Intervention de Jean-François Eliaou

Réunion du jeudi 29 août 2019 à 9h35
Commission spéciale chargée d'examiner le projet de loi relatif à la bioéthique

Photo issue du site de l'Assemblée nationale ou de WikipediaJean-François Eliaou, rapporteur :

Je suis rapporteur de ces articles inclus dans le titre V. Je salue la nécessité d'encadrer ces pratiques et l'ANSM a évidemment toute sa place dans cet encadrement et le travail d'harmonisation des pratiques. Il s'agit en effet de médicaments ou quasiment et il est hors de question de faire n'importe quoi sur les patients.

J'ai quelques soucis sue l'article 26, qui sont principalement liés au caractère encore expérimental de ce type de pratique. Vous avez dit qu'il y a eu des accidents aux États-Unis, mais il y a également eu des accidents en France. Ces pratiques sont actuellement encadrées par un cadre juridique et réglementaire qui correspond aux études biocliniques. Compte tenu de l'avancée de ce type de travaux et des résultats obtenus, je me suis posé la question de savoir s'il n'était pas prématuré de légiférer sur le sujet.

Deuxièmement, il s'agit effectivement d'une thérapeutique innovante, mais je ne suis pas sûr que son régime juridique relève d'une loi de bioéthique. Un peu comme le Conseil d'État, je me pose la question de la présence de cet article dans une loi de bioéthique et j'aurais voulu avoir vos réflexions là-dessus.

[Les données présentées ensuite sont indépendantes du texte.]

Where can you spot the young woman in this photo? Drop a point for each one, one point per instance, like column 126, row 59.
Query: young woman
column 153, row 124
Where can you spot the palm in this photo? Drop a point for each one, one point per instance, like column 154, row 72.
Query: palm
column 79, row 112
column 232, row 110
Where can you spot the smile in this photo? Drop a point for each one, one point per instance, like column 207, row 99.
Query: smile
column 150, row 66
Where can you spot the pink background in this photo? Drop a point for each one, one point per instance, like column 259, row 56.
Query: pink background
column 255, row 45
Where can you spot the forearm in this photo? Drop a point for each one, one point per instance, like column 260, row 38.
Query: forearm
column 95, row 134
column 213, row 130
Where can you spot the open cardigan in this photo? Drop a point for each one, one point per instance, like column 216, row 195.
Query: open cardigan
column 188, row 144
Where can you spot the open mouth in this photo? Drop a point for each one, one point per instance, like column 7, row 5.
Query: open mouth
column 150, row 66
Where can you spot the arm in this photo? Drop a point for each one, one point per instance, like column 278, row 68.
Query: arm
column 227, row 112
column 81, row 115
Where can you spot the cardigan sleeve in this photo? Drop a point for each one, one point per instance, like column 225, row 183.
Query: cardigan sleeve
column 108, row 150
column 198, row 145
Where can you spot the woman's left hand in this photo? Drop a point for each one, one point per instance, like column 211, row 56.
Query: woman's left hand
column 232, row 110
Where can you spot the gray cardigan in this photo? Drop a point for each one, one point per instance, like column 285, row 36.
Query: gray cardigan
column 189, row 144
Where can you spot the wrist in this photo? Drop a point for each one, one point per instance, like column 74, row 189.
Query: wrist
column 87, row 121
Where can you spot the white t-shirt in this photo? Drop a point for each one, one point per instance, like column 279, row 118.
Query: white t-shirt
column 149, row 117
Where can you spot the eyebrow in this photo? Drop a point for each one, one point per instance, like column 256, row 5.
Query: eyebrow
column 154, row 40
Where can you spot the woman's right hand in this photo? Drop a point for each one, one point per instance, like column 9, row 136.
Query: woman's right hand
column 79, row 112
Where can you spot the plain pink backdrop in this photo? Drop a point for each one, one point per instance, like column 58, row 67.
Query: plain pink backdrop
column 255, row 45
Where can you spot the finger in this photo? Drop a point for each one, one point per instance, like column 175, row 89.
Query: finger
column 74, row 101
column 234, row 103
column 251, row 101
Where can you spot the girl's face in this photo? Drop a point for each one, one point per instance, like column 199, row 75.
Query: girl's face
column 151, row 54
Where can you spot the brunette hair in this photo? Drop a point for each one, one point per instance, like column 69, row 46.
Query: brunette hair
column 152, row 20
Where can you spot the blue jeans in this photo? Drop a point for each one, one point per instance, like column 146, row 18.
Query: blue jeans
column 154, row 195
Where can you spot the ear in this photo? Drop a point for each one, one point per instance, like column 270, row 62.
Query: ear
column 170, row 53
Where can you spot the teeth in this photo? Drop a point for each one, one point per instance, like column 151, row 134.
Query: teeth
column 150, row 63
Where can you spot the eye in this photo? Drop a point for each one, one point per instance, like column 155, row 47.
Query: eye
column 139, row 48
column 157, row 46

Pour entrer dans les détails, il est dit dans l'étude d'impact qu'il y aura un contrôle du statut clinique et du statut microbiologique du donneur. Il n'est d'ailleurs pas précisé que le donneur est un donneur sain et je ne sais pas comment analyser le caractère sain d'un donneur au regard de ses selles, puisque c'est extrêmement dépendant de l'alimentation, de l'environnement, de la saison, du soleil, de l'état d'hydratation ou de déshydratation de cette personne saine. Il y a une très grande variabilité du microbiote, beaucoup plus importante, par exemple, que celles des prises de sang. Lorsque nous faisons des études cliniques et administrons des médicaments, nous sommes toujours obligés de regarder le ratio bénéfices-risques ; ici le risque est infectieux. Lorsque nous transplantons les selles d'un donneur à un patient, nous pouvons nous demander si le statut microbiologique de ce que nous transplantons est réellement vérifié, non seulement au niveau bactérien, mais également au niveau viral. Je ne suis pas certain que l'exploration biologique du donneur fera le tour de l'ensemble des virus potentiellement pathogènes.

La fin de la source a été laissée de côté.